Esse princípio enfoca o holismo e consta no “Manifesto” como “princípio fundamental da Ecologia” (LUTZENBERGER, 1980, p. 11). Tal ideia de unidade, de que “tudo” (vida e Universo) está relacionado e é interdependente, é tributária de uma das correntes da ecologia, desenvolvida desde o século XVIII, a qual enfatiza a dimensão holística da natureza. Segundo Worster (2011b), essa começou com o naturalista inglês Gilbert White.
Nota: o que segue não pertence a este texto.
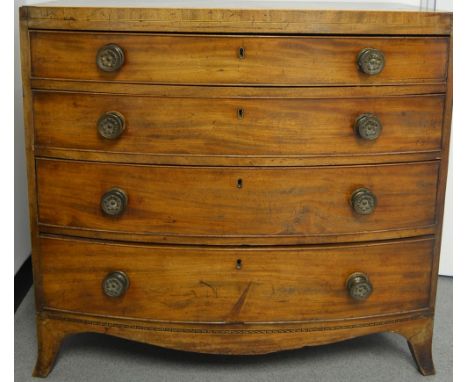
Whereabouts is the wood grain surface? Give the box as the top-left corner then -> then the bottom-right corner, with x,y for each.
33,92 -> 444,160
40,237 -> 434,323
20,2 -> 452,35
36,159 -> 439,243
30,32 -> 449,86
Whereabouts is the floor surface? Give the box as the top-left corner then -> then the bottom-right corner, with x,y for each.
15,277 -> 453,382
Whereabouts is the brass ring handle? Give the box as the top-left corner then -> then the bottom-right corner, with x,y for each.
351,188 -> 377,215
96,44 -> 125,72
346,272 -> 373,301
97,111 -> 125,139
102,271 -> 130,297
101,187 -> 128,217
354,113 -> 383,141
357,48 -> 385,76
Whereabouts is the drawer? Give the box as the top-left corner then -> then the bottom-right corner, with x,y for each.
36,159 -> 439,242
30,31 -> 449,86
40,237 -> 434,322
33,92 -> 445,160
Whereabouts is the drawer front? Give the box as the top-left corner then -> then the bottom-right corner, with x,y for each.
33,92 -> 445,157
30,32 -> 449,86
36,159 -> 439,237
40,238 -> 433,322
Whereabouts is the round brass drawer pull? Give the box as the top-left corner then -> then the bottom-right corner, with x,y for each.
351,188 -> 377,215
101,188 -> 128,217
102,271 -> 130,297
96,44 -> 125,72
357,48 -> 385,76
97,111 -> 125,139
346,272 -> 373,301
354,113 -> 382,141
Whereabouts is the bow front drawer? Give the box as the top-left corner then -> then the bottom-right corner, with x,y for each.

Estudando a natureza de Selbourne, onde nasceu, e embasado em leituras sobre o paganismo grego e romano, White chegou a uma concepção de harmonia arcadiana do mundo natural, que foi a raiz do vitalismo e de visões orgânicas e holísticas da natureza, uma tradição de pensamento que seria seguida por Henry Thoreau, John Muir, Aldo Leopold, Rachel Carson, Eugene Odum, entre outros, autores que Lutzenberger conhecia e admirava.
Entre eles, Aldo Leopold construiu uma metáfora para expressar o holismo que permeia as relações entre os seres. Ao narrar um episódio de caça de sua juventude, quando ajudou a matar uma velha loba, Leopold afirmou ter, na maturidade, compreendido a interdependência entre os lobos, os veados e as montanhas. Com a morte dos lobos pelos caçadores, aumentou o número de veados, no entanto, em vez de ser “o paraíso dos caçadores”, isso representou um desastre para a vegetação das montanhas: “vi todos os arbustos e plantas novas comestíveis serem roídos pelos veados, primeiramente ao ponto de ficarem anêmicos e inúteis, e a seguir até a morte!” (LEOPOLD, 2008, p. 131). Pensar como uma montanha, portanto, seria compreender que todos os seres estão entrelaçados e dependem uns dos outros para sobreviver, desde o inseto, a grama, até o predador.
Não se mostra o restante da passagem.